2022-05-11 09:29:05

by Li Zhijian

[permalink] [raw]
Subject: [PATCH v2 0/2] RDMA/rxe: Fix no completion event issue

Since RXE always posts RDMA_WRITE successfully, it's observed that
no more completion occurs after a few incorrect posts. Actually, it
will block the polling. we can easily reproduce it by the below pattern.

a. post correct RDMA_WRITE
b. poll completion event
while true {
c. post incorrect RDMA_WRITE(wrong rkey for example)
d. poll completion event <<<< block after 2 incorrect RDMA_WRITE posts
}

Li Zhijian (2):
RDMA/rxe: Update wqe_index for each wqe error completion
RDMA/rxe: Generate error completion for error requester state

drivers/infiniband/sw/rxe/rxe_req.c | 12 +++++++++++-
1 file changed, 11 insertions(+), 1 deletion(-)

--
2.31.1





2022-05-11 09:41:06

by Li Zhijian

[permalink] [raw]
Subject: [PATCH v2 1/2] RDMA/rxe: Update wqe_index for each wqe error completion

Previously, if user space keeps sending abnormal wqe, queue.prod will
keep increasing while queue.index doesn't. Once
queue.index==queue.prod in next round, req_next_wqe() will treat queue
as empty. In such case, no new completion would be generated.

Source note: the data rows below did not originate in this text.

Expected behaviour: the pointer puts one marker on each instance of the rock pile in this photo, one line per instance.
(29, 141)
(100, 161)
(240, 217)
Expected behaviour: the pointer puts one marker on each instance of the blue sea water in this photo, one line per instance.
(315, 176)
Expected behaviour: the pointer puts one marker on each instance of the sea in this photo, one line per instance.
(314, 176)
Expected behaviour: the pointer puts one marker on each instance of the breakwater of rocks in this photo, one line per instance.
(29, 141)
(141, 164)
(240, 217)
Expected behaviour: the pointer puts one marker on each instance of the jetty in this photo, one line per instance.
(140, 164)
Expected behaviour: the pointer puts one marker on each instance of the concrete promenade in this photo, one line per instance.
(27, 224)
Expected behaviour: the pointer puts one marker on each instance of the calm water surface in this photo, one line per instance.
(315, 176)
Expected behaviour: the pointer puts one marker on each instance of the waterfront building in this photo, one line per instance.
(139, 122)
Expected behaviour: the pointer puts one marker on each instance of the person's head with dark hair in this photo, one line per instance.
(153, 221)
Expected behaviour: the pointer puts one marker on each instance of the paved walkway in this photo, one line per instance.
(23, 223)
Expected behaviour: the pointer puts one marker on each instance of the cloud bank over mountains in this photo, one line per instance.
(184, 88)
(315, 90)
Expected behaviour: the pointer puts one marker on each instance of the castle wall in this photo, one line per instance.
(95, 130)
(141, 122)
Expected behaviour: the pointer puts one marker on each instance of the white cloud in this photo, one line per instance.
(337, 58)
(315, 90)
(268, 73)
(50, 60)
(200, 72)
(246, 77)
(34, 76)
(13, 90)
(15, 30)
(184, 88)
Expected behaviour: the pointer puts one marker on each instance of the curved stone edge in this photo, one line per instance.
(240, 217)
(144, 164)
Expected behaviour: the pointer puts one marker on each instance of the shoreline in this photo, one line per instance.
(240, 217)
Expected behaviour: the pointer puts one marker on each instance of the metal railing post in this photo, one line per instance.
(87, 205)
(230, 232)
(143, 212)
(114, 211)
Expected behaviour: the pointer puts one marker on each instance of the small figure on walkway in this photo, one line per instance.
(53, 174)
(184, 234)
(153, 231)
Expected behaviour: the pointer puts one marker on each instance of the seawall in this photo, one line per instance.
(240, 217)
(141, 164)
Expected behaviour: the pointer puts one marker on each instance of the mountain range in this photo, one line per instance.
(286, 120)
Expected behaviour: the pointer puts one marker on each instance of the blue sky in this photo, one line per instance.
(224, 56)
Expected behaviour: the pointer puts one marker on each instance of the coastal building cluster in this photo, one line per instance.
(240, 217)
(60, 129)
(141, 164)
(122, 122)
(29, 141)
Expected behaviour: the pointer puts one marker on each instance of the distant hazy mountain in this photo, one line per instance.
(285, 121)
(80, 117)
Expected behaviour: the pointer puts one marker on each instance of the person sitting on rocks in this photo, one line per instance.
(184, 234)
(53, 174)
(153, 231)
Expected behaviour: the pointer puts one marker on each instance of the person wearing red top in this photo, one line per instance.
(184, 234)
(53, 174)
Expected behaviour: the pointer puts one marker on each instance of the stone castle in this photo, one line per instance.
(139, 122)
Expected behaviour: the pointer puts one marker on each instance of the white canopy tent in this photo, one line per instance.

Update wqe_index for each wqe completion so that req_next_wqe() can get
next wqe properly.

Signed-off-by: Li Zhijian <[email protected]>
---
V2: Fix typos in commit logs

drivers/infiniband/sw/rxe/rxe_req.c | 2 ++
1 file changed, 2 insertions(+)

diff --git a/drivers/infiniband/sw/rxe/rxe_req.c b/drivers/infiniband/sw/rxe/rxe_req.c
index a0d5e57f73c1..8bdd0b6b578f 100644
--- a/drivers/infiniband/sw/rxe/rxe_req.c
+++ b/drivers/infiniband/sw/rxe/rxe_req.c
@@ -773,6 +773,8 @@ int rxe_requester(void *arg)
if (ah)
rxe_put(ah);
err:
+ /* update wqe_index for each wqe completion */
+ qp->req.wqe_index = queue_next_index(qp->sq.queue, qp->req.wqe_index);
wqe->state = wqe_state_error;
__rxe_do_task(&qp->comp.task);

--
2.31.1




2022-05-11 10:00:23

by Li Zhijian

[permalink] [raw]
Subject: [PATCH v2 2/2] RDMA/rxe: Generate error completion for error requester state

SoftRoCE always returns success when user space is posting a new wqe where
it usually just enqueues a wqe.

Once the requester state becomes QP_STATE_ERROR, we should generate error
completion for all subsequent wqe. So the user is able to poll the
completion event to check if the former wqe is handled correctly.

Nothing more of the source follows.